One day, after being told my count was too low, I broke down into a nurse’s arms and just sobbed. I told her I was going to just quit coming since it was a waste of time. She was so comforting, and let me cry into her arms. She then had me wait for a while, while she got hold of my doctor. Shortly afterward, she came back and reported that my doctor said, “we’re going to have to put a stop to that nonsense”, and my schedule was changed. (To this day I’m not sure what “nonsense” he was referring to—the ANC counts, or my decision to quit chemo!) He started me on a 5-hour dose of chemo, followed by a shot of Neulasta, then three weeks off. Finally, a schedule that my body could cope with, and I was able to actually complete my chemo treatments.
I finished the carbo-taxol on February 3, 2015. It was emotional for me—there was a combination of elation and fear; I had considered chemo as my “safety net”, and now I was on my own. Subsequent exams have been good, though. My CA-125 has stayed between 4 and 9, and pelvic exams have proven clear as well. But I still have the fear of recurrence.
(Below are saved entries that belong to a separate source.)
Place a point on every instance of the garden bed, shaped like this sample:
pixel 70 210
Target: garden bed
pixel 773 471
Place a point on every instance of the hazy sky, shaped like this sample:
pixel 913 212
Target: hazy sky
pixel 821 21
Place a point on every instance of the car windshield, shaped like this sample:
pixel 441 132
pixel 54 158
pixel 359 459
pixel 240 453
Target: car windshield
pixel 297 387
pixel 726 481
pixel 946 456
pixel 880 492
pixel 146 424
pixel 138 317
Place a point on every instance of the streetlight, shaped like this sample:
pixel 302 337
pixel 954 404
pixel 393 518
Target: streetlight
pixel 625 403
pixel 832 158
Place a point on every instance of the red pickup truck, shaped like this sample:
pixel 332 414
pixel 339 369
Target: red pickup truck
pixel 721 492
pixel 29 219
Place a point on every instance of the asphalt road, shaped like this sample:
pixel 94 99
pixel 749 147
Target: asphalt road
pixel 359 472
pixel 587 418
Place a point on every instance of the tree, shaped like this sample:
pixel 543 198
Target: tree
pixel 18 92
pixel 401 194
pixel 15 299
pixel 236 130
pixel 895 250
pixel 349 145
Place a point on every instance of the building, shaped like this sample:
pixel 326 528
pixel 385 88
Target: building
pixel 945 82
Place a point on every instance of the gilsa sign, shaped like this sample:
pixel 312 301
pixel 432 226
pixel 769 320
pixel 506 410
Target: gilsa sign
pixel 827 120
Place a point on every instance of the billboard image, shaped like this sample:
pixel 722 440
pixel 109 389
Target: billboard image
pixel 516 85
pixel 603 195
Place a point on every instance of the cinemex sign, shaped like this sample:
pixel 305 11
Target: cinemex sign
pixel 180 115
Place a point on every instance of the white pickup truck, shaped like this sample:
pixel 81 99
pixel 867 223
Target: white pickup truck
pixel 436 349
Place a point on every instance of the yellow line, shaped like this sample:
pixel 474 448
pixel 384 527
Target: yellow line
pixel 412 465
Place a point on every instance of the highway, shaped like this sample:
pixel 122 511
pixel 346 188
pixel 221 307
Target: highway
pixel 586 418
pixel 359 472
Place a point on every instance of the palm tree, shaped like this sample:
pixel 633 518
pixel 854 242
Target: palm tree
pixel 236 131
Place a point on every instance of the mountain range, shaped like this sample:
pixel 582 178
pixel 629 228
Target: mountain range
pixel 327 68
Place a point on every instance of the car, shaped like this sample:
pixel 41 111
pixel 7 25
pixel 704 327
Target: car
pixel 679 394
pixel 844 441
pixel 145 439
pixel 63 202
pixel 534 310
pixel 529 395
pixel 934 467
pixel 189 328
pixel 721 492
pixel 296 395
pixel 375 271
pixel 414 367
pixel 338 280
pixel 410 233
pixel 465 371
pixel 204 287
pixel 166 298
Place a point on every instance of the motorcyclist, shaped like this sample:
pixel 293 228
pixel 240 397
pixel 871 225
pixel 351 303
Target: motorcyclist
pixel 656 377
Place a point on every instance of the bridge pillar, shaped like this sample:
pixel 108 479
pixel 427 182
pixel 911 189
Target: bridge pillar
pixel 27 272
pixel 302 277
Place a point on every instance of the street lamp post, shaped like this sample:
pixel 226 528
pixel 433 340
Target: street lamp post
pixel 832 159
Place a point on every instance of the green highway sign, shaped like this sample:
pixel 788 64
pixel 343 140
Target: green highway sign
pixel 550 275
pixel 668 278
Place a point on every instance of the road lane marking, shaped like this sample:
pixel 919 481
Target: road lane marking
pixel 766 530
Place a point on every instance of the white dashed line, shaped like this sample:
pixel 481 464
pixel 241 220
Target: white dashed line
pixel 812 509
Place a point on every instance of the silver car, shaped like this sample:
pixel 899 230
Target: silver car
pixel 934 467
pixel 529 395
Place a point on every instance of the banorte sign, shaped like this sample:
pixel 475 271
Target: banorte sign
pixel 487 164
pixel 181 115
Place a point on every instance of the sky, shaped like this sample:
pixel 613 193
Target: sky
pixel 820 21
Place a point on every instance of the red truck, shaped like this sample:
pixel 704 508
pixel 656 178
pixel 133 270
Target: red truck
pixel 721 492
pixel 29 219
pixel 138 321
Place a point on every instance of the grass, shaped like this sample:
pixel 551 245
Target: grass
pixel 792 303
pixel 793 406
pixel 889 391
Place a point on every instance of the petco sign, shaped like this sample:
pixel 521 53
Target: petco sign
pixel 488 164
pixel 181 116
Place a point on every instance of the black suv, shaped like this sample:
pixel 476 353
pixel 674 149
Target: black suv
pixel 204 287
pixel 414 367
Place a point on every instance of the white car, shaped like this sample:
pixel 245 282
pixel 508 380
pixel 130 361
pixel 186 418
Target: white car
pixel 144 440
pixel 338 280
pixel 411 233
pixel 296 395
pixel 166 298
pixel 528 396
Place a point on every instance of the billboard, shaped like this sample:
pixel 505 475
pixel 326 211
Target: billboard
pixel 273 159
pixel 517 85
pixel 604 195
I imagine that’s something every cancer veteran experiences. I have a whole new appreciation for birthdays now; I could have had no more at all!
I owe my life to both of my kids along with the medical communities that treated me. I owe my recovered health to my faith in God also. I do find myself still experiencing the emotions I had during my treatment—at times anger, fear, uncertainty, despair, and hopelessness, although not to the degree I used to feel them. But also mixed in with those are huge amounts of optimism, hope, and joy. The two support groups I belong to—one at MOCA–have given me strength when I’ve felt it waning, and camaraderie when I’ve felt alone. MOCA has also given me resources I had no idea existed. I rely on MOCA for information and support regularly.
I was also lucky enough to have a wonderful network of family and friends, people who would rejoice with me when I had good news, and people who let me cry when I was going through bad times. No one told me to “cheer up”, or “the worst is over”, or any other useless cliches. I’m sure they were going through the same emotions I was but from a different point of view. I will always be grateful to them in ways I can’t express.
Thankfully, I was able to keep my sense of humor even when others may have thought it misplaced. At the time of my surgery, I was 63 years old, and my kids were 40 and 36. As I was being wheeled into the operating room and saying my good-byes and I love yous to my kids, I asked them, “are you guys okay without having any more siblings?” That lightened the mood for everyone, and it was what I needed to say at that time.
Although I pray for no recurrence, should it happen anyway, I have seen several of my chemo sisters face their recurrences with dignity, hope, and positivity, so I’ve had good examples to follow. And I hope I can be a positive example to any other woman facing this devastating disease.